To korekta, a nie krach

Niestety jeśli chodzi o Polskę, to znaleźliśmy się w fatalnym położeniu. Od dłuższego czasu mamy splot niekorzystnych wydarzeń – mówi Sebastiana Siejko z Vestor DM.

Aktualizacja: 06.02.2017 20:17 Publikacja: 25.08.2015 17:41

Sebastian Siejko, dyrektor ds. sprzedaży instytucjonalnej w Vestor Dom Maklerski.

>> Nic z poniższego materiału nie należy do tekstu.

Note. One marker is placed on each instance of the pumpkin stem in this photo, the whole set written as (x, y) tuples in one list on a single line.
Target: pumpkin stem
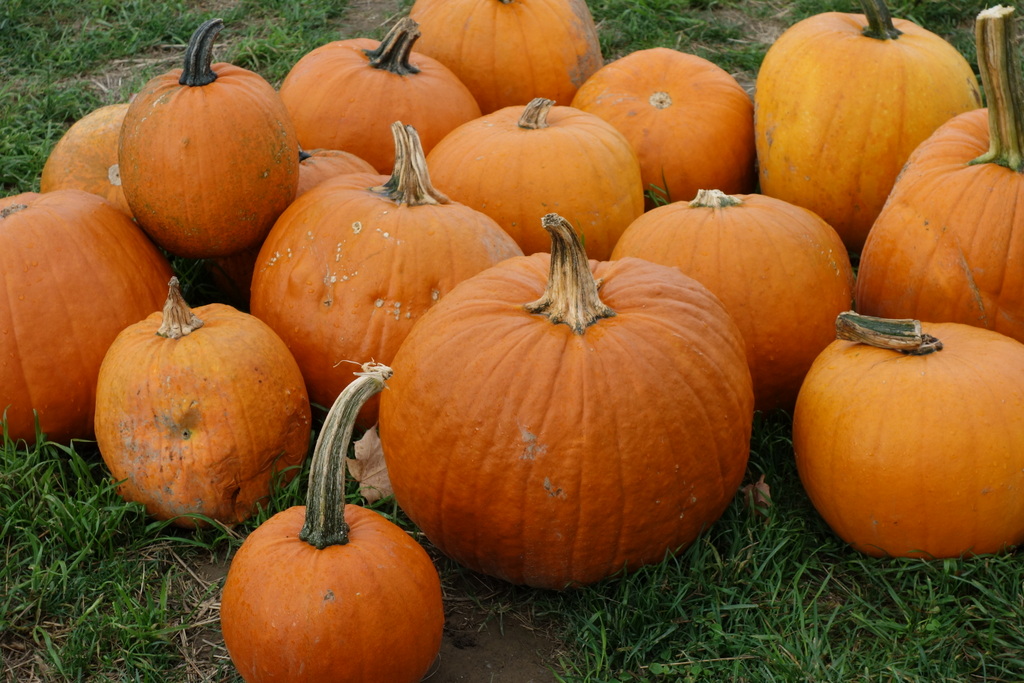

Sebastian Siejko, dyrektor ds. sprzedaży instytucjonalnej w Vestor Dom Maklerski.

Foto: materiały prasowe

„Parkiet": Poniedziałkowa sesja przyniosła ogromne spadki niemal na wszystkich rynkach. Czy najgorsze już za nami? Czy wyceny stały się na tyle atrakcyjne, aby już myśleć o zakupach?

Sebastian Siejko

: Na tak postawione pytanie nie ma jednoznacznej odpowiedzi. Z jednej strony atrakcyjność wycen na poszczególnych giełdach jest różna, a z drugiej – na wszystkich rządzą emocje. W Chinach, które stały się katalizatorem obecnych spadków, ewidentnie mamy do czynienia z pęknięciem bańki spekulacyjnej. Wyceny były tam zdecydowanie wyższe niż w momencie pęknięcia bańki internetowej w Stanach Zjednoczonych. Taka sytuacja była po prostu nie do utrzymania. Zresztą wokół Chin jest wciąż bardzo wiele wątpliwości chociażby odnośnie do jakości przekazywanych danych makroekonomicznych. To wszystko przełożyło się na gwałtowną przecenę.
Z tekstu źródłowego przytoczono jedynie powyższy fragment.